Mais en 1967, contrairement à ce qui s’est passé au moment de la Nakba, la majorité de Palestiniens des nouveaux territoires occupés resta en place. Malgré tous les plans mis en œuvre pour finir le nettoyage ethnique, le cauchemar commençait alors pour l’entité sioniste car son projet colonial et raciste en Palestine n’irait pas plus loin. Depuis, le processus s’est même inversé puisque l’entreprise sioniste n’a cessé de reculer sous les coups de la résistance en 2000 au Liban, puis en 2005 à Gaza.
Pour pallier l’affaiblissement de son avant-poste au Moyen Orient, l’impérialisme occidental redouble d’efforts pour maintenir son hégémonie dans la région et mater toutes les résistances, qu’elles viennent des peuples ou des Etats. Dans ce contexte, la Syrie tient bon. Depuis plus d’un an, et malgré toutes les tentatives de déstabilisation orchestrées de l’étranger et la propagande, les puissances occidentales ont pour l’instant totalement échoué à détruire l’un des piliers de l’axe de la résistance ( Iran, Liban, Gaza, Syrie). Pourvu que tout ce qui fasse obstacle aux plans impérialistes et sionistes s’inscrive dans la durée car l’impérialisme ne recule devant aucune atrocité pour arriver à ses fins.

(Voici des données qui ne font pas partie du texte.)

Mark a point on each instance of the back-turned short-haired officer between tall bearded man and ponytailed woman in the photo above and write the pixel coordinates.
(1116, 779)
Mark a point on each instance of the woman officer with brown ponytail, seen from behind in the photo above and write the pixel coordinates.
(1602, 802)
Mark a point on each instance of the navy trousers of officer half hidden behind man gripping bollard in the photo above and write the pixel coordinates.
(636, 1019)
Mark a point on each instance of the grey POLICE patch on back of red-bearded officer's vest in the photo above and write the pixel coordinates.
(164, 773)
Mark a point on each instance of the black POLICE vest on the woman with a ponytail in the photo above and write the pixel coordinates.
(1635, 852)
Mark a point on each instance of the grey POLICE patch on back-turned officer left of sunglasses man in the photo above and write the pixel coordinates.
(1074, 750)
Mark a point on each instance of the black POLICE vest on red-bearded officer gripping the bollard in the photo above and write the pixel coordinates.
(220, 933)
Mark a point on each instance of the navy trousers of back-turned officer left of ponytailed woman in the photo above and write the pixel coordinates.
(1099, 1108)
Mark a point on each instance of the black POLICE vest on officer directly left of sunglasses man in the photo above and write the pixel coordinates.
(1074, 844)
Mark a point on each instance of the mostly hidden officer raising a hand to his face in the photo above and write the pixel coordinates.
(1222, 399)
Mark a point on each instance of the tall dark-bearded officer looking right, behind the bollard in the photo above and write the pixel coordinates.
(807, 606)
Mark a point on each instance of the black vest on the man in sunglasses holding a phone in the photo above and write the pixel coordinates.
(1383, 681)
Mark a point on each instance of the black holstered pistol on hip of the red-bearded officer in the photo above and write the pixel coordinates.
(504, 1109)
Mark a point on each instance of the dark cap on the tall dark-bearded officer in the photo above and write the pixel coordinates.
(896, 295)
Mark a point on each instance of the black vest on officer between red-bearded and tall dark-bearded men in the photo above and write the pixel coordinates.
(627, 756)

En ce 45ème anniversaire de la Naqsa, force est de constater que la détermination des peuples est toujours victorieuse face à l’injustice que représentent le colonialisme et l’impérialisme. Plus de 60 ans après la Nakba, force est de constater que la Palestine est toujours au centre des revendications des mouvements révolutionnaires dans les pays arabes et des choix stratégiques des Etats de la région. Ce constat est celui de l’échec du projet sioniste et annonce sa fin prochaine. Vive la résistance du peuple palestinien et des peuples arabes.